Among the outstanding Paris shows were Rick Owens, for stripping back his aesthetic to a raw sexuality and, in a way, liberating it from the gloom; the young designer Kiko Kostadinov, born in Bulgaria and based in London, whose press notes identified all his well-chosen fabrics and whose relaxed silhouettes, especially tops and bottoms based on military pajamas, and an off-white cotton jumpsuit spliced with kimono silk, felt realistic; and Hermès, where Véronique Nichanian responded to the shifts in dressing (and climate change) by largely ignoring tailored suits and focusing instead on trim windbreakers in subtly perforated leather, with wide, mostly cotton trousers. I also loved Nichanian’s elevated T-shirts in silk for summer evenings. The room may have been sweltering — like most of the Paris shows — but the Hermès man kept his crispness.
Rei Kawakubo of Comme des Garçons and Junya Watanabe made quite a counterstatement with tailoring.
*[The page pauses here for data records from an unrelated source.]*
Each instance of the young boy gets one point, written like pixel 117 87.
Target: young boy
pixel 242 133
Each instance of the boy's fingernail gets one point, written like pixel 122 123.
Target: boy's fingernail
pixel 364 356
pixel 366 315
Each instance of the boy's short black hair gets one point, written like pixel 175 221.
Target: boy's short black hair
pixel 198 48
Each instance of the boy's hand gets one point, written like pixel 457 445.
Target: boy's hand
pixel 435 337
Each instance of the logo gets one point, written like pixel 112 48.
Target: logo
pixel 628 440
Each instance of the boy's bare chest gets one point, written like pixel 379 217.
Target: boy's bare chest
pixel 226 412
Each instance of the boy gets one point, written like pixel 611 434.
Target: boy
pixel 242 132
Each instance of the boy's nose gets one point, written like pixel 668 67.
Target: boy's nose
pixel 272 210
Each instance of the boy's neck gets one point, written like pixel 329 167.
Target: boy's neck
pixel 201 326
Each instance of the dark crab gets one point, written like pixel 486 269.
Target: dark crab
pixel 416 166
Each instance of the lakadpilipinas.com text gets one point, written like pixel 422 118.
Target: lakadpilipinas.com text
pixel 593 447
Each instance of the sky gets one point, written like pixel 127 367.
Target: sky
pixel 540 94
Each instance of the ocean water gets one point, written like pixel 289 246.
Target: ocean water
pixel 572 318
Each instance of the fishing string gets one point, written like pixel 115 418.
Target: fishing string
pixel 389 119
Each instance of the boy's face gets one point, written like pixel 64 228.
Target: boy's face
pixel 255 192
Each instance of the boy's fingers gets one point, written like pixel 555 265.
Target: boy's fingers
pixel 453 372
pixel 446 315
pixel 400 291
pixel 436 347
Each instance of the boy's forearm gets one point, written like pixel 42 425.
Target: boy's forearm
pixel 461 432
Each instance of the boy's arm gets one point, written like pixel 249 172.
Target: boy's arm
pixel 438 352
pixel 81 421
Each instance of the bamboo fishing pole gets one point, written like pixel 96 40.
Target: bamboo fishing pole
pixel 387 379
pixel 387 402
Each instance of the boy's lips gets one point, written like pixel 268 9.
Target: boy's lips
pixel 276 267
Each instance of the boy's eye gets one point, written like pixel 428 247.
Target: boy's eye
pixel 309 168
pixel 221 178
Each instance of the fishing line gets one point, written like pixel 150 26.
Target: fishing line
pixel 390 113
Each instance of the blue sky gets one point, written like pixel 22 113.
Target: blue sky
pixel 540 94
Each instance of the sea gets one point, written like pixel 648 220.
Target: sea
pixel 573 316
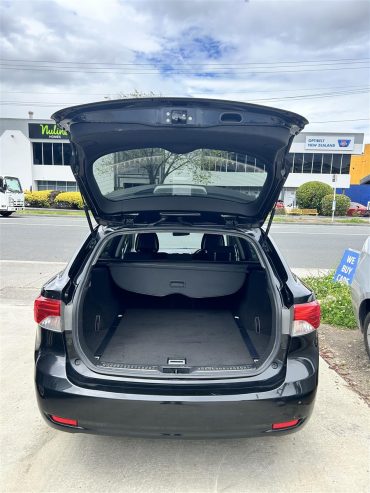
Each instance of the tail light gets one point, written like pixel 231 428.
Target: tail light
pixel 63 421
pixel 47 313
pixel 286 424
pixel 306 318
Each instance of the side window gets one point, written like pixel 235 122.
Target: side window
pixel 116 247
pixel 244 249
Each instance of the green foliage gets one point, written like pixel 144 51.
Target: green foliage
pixel 42 198
pixel 335 300
pixel 69 200
pixel 310 194
pixel 342 205
pixel 280 211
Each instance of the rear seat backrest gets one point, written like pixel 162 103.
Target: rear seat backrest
pixel 146 246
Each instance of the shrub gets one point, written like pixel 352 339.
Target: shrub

Kawakubo called her collection “Not Suits But Suits,” and it was a lively riff on power dressing, with pinstripes and her adept take on historical modes. She said afterward, in one of her verbal puzzles, that she was thinking of the political leader the world needs at the moment but who probably isn’t coming.
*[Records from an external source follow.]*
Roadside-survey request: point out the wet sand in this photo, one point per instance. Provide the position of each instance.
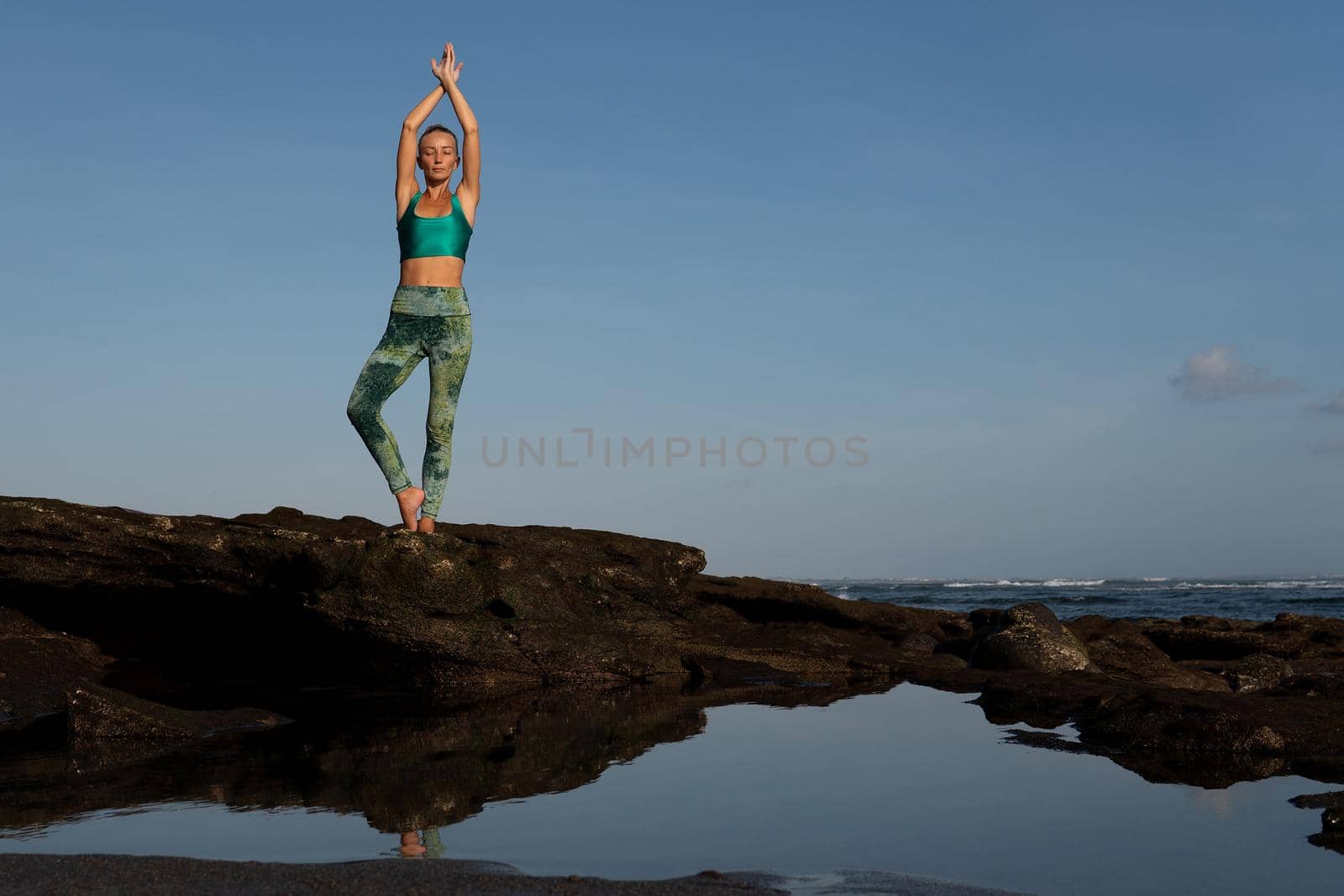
(27, 873)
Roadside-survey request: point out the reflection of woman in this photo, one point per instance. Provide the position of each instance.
(430, 316)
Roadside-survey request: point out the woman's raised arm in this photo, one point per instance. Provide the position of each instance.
(447, 73)
(409, 148)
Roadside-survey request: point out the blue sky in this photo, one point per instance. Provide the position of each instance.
(1070, 271)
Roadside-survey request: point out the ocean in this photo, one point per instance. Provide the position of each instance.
(1249, 598)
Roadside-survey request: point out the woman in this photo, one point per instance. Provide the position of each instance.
(430, 316)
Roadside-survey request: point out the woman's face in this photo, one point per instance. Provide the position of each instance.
(437, 156)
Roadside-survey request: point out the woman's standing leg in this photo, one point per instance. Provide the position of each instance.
(393, 360)
(449, 352)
Watanabe’s collection, especially the first 15 or so looks, was brilliant. He showed variations on a woven or printed blazer in different hues and patterns with jeans. The idea was as simple as it was effective, and I wish he’d do the same for his women’s line.
Craig Green is in a class by himself. The London designer, who closed the Paris shows on Sunday, also had a kind of stock tie, but he abstracted the gesture and showed it with his signature outerwear, the models all wearing spectacles with tiny LED lights on the lenses. Green does things that nobody else in fashion does, like long, slim nylon ponchos with multicolored striped hems; loose shorts in cotton jersey that suggest asymmetrical warrior skirts; beautifully knitted “sweaters” reduced to a yoke and yarn threads, and some superb combinations of silk floral prints for coats and soft pants. The prints could be read as old-fashioned, indeed old lady, but when combined, with Green’s eye, they become something original.
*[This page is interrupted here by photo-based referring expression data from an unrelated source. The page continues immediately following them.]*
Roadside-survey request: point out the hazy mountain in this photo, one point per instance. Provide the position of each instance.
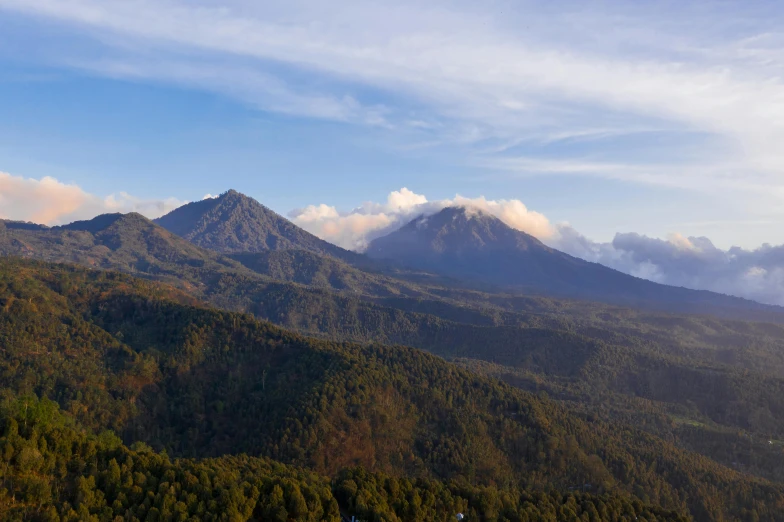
(468, 243)
(233, 223)
(118, 352)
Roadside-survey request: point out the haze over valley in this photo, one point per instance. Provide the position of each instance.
(391, 261)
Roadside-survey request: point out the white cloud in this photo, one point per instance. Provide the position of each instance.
(483, 78)
(354, 229)
(52, 202)
(692, 262)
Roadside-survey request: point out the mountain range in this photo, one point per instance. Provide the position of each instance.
(550, 371)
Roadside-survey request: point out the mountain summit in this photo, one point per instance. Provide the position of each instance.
(465, 242)
(234, 222)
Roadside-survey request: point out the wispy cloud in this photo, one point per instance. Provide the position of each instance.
(484, 80)
(692, 262)
(355, 228)
(52, 202)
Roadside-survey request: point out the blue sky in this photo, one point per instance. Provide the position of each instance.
(662, 119)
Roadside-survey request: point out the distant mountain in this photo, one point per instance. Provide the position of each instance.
(233, 223)
(118, 353)
(468, 243)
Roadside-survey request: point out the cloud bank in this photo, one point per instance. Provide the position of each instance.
(354, 229)
(52, 202)
(497, 82)
(692, 262)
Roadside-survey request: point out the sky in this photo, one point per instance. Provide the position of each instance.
(643, 135)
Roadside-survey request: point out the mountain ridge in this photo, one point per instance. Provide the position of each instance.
(235, 223)
(468, 243)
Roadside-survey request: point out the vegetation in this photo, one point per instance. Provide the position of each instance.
(133, 356)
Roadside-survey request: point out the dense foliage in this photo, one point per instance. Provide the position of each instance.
(130, 355)
(53, 470)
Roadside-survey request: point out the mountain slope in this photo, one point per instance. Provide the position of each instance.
(467, 243)
(233, 222)
(117, 352)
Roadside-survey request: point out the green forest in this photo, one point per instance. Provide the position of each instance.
(93, 360)
(259, 373)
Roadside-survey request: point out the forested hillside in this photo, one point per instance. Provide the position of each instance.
(708, 385)
(139, 358)
(55, 470)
Finally, kudos to Willy Chavarria for both a strong collection and an incredibly moving presentation on Friday, his second in Paris. It followed Dior on the schedule. When the show got underway, with the first 35 male models coming out in long white T-shirts and baggy white shirts, I thought perhaps Chavarria was making some sort of religious statement. The men’s heads were bowed. Then I realized that their supplicant’s posture and white clothing was actually that of prisoners, from the media images of men detained in El Salvador jails, having been transported from the U.S. The models came out in single file and then knelt down, their hands behind their backs as if cuffed. The imagery is ghastly, but so is the reality, and I’m glad Chavarria took a political stand with his show. It is possible.
Entitled “Huron,” after the California town where Chavarria grew up, the collection had a more natural masculine ease, in my view, than his previous show. The relaxed suiting and shirt colors, in faded shades of red, yellow, green, and aqua, were apparently taken from industrial uniforms. Not that you would know. But isn’t that the point of great fashion?